Climate change may potentially increase the magnitude of losses from natural hazards, but the United States experience shows that the primary reason for escalating losses is policy failure. It is well known that centralised, taxpayer-funded ex post disaster relief has actually encouraged development in risky jurisdictions and also weakened incentives for ex ante precautions in such jurisdictions (moral or “charity” hazard). Less well known and analysed is the role played by centralised ex ante development subsidies—often masquerading as protective investment—in distorting incentives.

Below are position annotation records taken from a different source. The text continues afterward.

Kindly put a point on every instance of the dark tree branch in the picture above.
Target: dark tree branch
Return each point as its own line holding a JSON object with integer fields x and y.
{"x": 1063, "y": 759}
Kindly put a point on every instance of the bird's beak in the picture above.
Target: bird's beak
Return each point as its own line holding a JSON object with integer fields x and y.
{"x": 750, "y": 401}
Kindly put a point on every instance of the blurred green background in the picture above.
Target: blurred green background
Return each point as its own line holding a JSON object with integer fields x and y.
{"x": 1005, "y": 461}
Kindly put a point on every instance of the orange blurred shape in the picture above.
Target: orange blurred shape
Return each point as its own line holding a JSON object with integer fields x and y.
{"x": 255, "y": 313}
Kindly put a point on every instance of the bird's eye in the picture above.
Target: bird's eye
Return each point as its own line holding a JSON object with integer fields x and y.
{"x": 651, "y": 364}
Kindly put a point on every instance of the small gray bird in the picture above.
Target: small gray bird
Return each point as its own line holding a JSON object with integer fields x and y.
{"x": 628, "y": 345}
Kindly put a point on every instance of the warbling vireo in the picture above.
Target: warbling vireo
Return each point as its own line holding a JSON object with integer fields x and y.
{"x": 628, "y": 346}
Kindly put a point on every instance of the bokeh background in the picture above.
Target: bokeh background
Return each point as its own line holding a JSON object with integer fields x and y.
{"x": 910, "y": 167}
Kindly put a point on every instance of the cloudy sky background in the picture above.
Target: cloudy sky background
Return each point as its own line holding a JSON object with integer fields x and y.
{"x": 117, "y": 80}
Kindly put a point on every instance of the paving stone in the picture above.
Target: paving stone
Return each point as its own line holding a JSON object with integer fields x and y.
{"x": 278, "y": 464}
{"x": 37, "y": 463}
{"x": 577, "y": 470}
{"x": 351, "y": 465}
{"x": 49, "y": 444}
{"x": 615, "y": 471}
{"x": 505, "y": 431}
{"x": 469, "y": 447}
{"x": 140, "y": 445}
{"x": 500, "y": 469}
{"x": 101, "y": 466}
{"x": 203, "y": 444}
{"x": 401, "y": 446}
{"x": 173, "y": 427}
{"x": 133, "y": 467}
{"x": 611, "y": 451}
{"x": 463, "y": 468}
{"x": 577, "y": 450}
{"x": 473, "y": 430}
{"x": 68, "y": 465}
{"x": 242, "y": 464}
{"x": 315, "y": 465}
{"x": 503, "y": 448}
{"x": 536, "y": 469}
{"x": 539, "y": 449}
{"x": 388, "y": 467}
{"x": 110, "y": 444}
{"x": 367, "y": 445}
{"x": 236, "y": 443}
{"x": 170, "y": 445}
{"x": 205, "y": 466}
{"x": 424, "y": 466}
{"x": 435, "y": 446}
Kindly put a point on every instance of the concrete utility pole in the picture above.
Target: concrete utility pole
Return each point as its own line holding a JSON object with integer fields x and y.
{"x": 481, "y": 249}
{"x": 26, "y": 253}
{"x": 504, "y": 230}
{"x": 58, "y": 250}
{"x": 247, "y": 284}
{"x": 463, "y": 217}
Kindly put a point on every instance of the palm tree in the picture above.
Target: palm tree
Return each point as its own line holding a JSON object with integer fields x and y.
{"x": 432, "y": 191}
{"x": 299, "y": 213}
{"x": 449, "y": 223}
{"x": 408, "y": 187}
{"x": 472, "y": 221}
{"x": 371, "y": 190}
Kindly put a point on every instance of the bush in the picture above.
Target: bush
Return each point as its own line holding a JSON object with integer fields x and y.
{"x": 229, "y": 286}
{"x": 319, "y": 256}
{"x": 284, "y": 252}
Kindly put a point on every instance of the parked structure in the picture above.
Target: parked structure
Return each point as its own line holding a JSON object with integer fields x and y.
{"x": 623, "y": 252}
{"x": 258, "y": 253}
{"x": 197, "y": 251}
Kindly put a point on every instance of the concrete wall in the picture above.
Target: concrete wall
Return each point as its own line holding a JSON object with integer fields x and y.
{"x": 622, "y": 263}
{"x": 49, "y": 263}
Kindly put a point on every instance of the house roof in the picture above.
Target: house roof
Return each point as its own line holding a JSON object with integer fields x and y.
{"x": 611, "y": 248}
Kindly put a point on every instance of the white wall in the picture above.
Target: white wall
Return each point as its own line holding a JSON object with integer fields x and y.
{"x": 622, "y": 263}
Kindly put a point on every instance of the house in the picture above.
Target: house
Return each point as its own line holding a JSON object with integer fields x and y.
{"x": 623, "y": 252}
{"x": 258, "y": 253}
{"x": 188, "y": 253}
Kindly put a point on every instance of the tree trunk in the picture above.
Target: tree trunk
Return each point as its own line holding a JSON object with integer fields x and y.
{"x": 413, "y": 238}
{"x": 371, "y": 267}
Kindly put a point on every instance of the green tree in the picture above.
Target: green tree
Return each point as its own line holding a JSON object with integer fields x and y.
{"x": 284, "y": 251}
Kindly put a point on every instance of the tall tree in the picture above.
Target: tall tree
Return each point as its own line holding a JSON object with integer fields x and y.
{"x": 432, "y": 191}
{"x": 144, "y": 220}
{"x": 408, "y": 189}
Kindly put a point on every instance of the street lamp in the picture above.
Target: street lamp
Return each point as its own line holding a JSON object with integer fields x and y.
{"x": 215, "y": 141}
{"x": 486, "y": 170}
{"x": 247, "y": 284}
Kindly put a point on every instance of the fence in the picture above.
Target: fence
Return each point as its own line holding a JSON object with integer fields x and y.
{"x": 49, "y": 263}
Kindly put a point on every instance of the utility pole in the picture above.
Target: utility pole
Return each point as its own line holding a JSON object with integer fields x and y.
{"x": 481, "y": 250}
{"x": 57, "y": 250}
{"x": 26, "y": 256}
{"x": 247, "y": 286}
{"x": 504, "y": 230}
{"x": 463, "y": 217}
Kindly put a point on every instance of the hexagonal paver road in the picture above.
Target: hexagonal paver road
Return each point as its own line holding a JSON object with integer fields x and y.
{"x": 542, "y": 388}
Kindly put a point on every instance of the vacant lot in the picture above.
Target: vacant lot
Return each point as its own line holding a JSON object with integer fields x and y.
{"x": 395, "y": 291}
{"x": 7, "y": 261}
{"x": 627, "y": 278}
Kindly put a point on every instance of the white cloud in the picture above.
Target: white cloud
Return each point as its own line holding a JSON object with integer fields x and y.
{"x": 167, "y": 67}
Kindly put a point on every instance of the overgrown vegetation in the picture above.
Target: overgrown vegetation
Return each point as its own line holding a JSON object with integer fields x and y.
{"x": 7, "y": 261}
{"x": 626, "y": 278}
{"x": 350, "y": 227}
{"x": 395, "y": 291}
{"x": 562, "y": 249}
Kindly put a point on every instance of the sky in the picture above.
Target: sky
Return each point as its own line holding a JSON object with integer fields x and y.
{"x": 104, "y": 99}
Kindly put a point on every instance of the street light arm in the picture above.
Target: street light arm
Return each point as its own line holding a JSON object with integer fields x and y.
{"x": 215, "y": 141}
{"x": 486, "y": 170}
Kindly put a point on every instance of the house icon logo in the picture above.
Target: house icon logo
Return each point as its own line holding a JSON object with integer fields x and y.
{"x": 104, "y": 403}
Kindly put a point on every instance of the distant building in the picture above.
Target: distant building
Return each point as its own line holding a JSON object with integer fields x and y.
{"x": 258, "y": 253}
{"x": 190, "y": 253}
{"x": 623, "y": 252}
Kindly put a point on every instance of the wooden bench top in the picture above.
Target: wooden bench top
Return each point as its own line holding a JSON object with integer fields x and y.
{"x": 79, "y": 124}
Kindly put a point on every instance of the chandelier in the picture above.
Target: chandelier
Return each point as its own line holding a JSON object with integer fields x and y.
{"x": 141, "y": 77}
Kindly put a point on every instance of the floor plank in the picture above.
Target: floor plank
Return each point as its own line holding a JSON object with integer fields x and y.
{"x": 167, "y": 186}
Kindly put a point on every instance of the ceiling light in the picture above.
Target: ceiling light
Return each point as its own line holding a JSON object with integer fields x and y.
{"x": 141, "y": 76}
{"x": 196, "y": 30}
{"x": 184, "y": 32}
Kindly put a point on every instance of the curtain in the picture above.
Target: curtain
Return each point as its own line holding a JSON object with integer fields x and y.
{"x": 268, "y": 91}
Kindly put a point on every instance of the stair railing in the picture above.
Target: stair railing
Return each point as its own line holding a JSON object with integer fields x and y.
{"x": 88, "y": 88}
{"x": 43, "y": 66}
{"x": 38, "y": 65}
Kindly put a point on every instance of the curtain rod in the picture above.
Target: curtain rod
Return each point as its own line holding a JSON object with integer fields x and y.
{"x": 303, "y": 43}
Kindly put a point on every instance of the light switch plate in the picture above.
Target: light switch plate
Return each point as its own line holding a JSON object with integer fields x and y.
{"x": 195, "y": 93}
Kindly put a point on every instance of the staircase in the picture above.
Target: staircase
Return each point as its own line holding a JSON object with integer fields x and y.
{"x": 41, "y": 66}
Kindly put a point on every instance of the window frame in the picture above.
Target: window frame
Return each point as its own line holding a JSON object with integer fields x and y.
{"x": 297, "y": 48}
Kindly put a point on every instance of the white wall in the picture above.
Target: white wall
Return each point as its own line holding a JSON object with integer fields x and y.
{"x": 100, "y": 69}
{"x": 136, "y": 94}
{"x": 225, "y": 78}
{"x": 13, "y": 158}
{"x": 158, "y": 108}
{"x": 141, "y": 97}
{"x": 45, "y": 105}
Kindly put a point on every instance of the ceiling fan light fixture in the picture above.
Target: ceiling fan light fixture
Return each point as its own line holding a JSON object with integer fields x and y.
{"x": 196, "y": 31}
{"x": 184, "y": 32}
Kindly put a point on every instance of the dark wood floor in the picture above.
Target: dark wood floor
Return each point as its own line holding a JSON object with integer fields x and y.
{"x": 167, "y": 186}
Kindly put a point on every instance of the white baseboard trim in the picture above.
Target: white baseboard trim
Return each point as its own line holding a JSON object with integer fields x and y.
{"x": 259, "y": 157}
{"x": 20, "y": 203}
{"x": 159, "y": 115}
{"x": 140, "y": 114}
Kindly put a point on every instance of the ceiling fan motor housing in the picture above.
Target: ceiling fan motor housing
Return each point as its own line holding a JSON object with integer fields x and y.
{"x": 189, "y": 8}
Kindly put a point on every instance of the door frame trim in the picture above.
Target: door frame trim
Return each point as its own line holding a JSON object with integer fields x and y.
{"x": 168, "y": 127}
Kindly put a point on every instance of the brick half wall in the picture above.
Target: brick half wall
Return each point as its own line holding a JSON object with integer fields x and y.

This paper develops a simple three jurisdiction model in which homogeneous jurisdictions decide by majority vote in a centralised legislature on the centralised (federal) share of ex post loss and centralised spending an ex ante development in a Beneficiary jurisdiction, taking into account how these decisions about centralised spending impact local Beneficiary jurisdiction incentives for precautions against ex post loss. The model shows that the marginal cost of ex ante federal development spending may be greater for a Beneficiary jurisdiction than for a Contractor jurisdiction. This somewhat technical result has an observable implication: evidence that a small fraction of ex post loss in a Beneficiary jurisdiction is centrally compensated (shared across jurisdictions) is evidence that ex ante development subsidies there may be truly precautionary on net; conversely, evidence that a Beneficiary jurisdiction has a large share of its ex post hazard loss compensated by centralised disaster relief suggests that the ex ante development subsidies received by that jurisdiction did more to encourage new development and increase the amount at risk than they did to protect existing development. The model is extended to consider how ex post loss sharing impacts the demand for federally subsidised disaster insurance and other related issues.

Citation
Jason S. Johnston, Disasters and Decentralization, 37 Geneva Papers on Risk & Insurance 228–256 (2012).